Blog Series Tags

The Private Lives of Strings

Ah, Strings. Surprisingly simple for most C# and Java programmers yet so complex for those of us left behind in the world of C and C++, Strings are perhaps one of the strangest beasts in the programming landscape. Yet they began so simple, perhaps deceptively so like a chameleon on a plain coloured leaf waiting to deceive the observer with its next background. Yet I have tracked this beast down through the ages, yea, verily I have identified its habits and its lair and here I present to you in true Attenboroughish fashion the Private Life of Strings. To understand the habitat of strings one must go back to their distant ancestors. The typewriters.

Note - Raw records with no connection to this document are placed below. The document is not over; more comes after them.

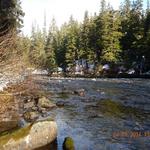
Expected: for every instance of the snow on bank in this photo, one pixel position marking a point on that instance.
(6, 79)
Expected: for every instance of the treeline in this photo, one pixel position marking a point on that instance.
(115, 37)
(11, 22)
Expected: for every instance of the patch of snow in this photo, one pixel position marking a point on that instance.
(40, 72)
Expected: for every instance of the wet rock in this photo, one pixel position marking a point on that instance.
(80, 92)
(31, 116)
(46, 103)
(29, 105)
(9, 116)
(68, 144)
(30, 137)
(60, 104)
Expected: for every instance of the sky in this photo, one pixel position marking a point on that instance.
(61, 10)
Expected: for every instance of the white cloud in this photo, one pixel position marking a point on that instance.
(60, 9)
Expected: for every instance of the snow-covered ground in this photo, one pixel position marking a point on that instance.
(5, 79)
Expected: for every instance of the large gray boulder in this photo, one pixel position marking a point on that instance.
(30, 137)
(46, 103)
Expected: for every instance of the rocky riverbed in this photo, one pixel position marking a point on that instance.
(91, 113)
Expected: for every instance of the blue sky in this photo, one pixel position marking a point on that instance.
(59, 9)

These mechanical beasts ruled the days before their electronic kin were brought into being. They were at the beginning purely mechanical in their form. Employing the energies of the user to move the type bars that impress the types upon paper. Sometime afterwards Electric Typewriters and Teletypewriters (which write out messages for transmission to distant terminals) were made. The key difference of this subspecies was that the bars of the type writer were no longer driven by the fingers of the users.

Nay, these were driven by an arcane power called Electricity, wherein wires took the input from the user (duly converted into “electrical signals”) and moved these impulses into the arms that impress the type. This was a boon to those dainty fingered typists and caused Mr. Sherlock Holmes much confusion, for their velvety fingers were no longer gnarled by the use of those terrible Victorian machines, [1] but I digress.

The thing that happens whenever you decouple one part with another is that an intermediate form becomes a necessity. Sets of character encodings were devised for the mechanical parts of the typewriter to interact with the electrical parts and these encodings eventually begat the unified ASCII standard of character encoding. ASCII defined a 7 bit code for denoting all characters that can be typed. This meant that it was possible to address 2^7 characters or a 128 of them. In the early days of electrical type writers this was sufficient, after all English can be written with 26 upper and 26 lower case letters and some punctuation.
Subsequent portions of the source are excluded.